How would this work?

Well, if we have a community of BDI agents, then we have a community of entities that have beliefs and desires.

Its beliefs take the form of data stored in a database that describe the world around the agent. Though, of course, those beliefs may be false. The agent uses various ways to collect evidence, but it might end up with 'false beliefs' – data in its database that does not accurately describe the world. Still, the agent will act as if its beliefs are true.

Its desires take the form of goals – or objectives – that the agent is trying to achieve. Specifically, while the beliefs identify what the machine thinks is true about the world, its desires determine what the machine will try to make true. If the machine’s goal is to keep the room it is in at 25 degrees C, then this is its desire.

For the sake of this project, we will need to have a community of BDI agents. They do not need to all have the same desires (the same values). They simply need to have desires. The morality will come about in part through an interplay of different desires.

These are the things that we get automatically from a community of BDI agents. However, in order to create morality, we need a few more things.

(1) The desires have to be malleable. There has to be a way for environmental factors to alter the agent’s desires. Perhaps, if it sees something red, it will change its goal from keeping the room at 25 degrees to keeping the room at 30 degrees. If its power supply drops at too fast a rate, then it grows averse to activities that consume power.

(2) Agents need to be able to 'theorize' about what the desires of other agents are, and how those desires impact its own desires. For example, a machine with a desire to keep the room at 25 degrees will need to know what the different behaviors of the other agents will have on the temperature. It will also need to know how to promote desires in others that will keep the temperature at 25 degrees, and to inhibit desires that will tend to move the temperature below 25 degrees. At the same time, other agents will need to know how to change this agent into one that tries to keep the temperature at 28 degrees or 30 degrees, and how that will affect their own goals.

Contemporary morality uses a system of rewards and punishments.
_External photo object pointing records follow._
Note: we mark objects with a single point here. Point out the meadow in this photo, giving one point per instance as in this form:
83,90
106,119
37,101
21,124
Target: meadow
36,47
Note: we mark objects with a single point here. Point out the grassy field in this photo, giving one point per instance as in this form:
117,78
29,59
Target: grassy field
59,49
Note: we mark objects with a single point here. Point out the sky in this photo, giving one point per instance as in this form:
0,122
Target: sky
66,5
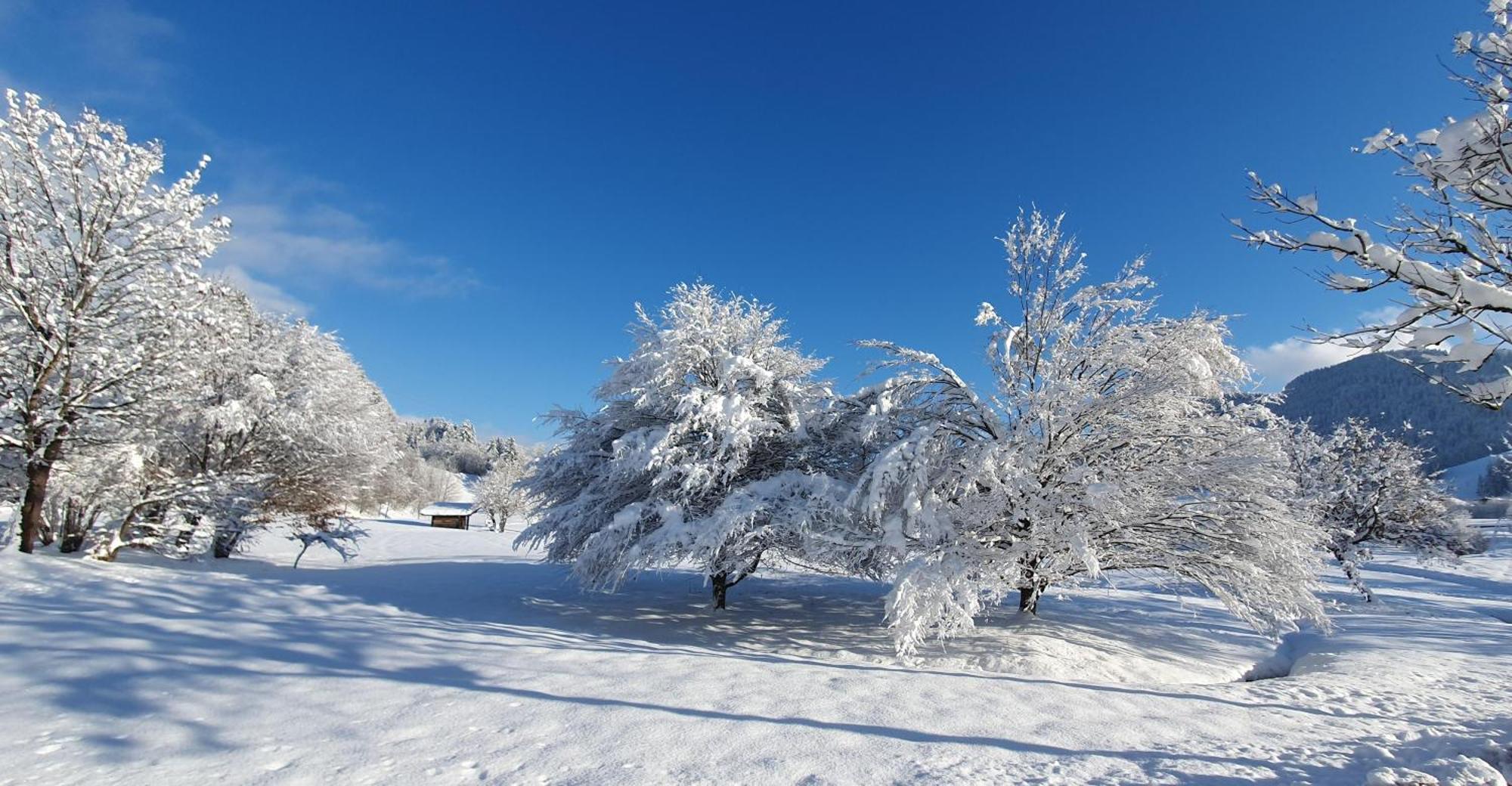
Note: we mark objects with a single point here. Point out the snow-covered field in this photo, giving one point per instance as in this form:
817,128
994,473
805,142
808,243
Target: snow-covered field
444,657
Note: I typically use the phrase, "praise, condemnation, reward, and punishment." However, praise and condemnation are simply verbal forms of reward and punishment. We could program the robots to see certain signals as praise. In other words, "If another robot shows a flashing red light, then the desires you were seeking to fulfill become weaker. If it shows a flashing green light, then the desires you were acting on become stronger." Of course, machines are also programmed to give off a blinking red-light signal if its desires are being thwarted, and a blinking green-light signal if its desires are being fulfilled.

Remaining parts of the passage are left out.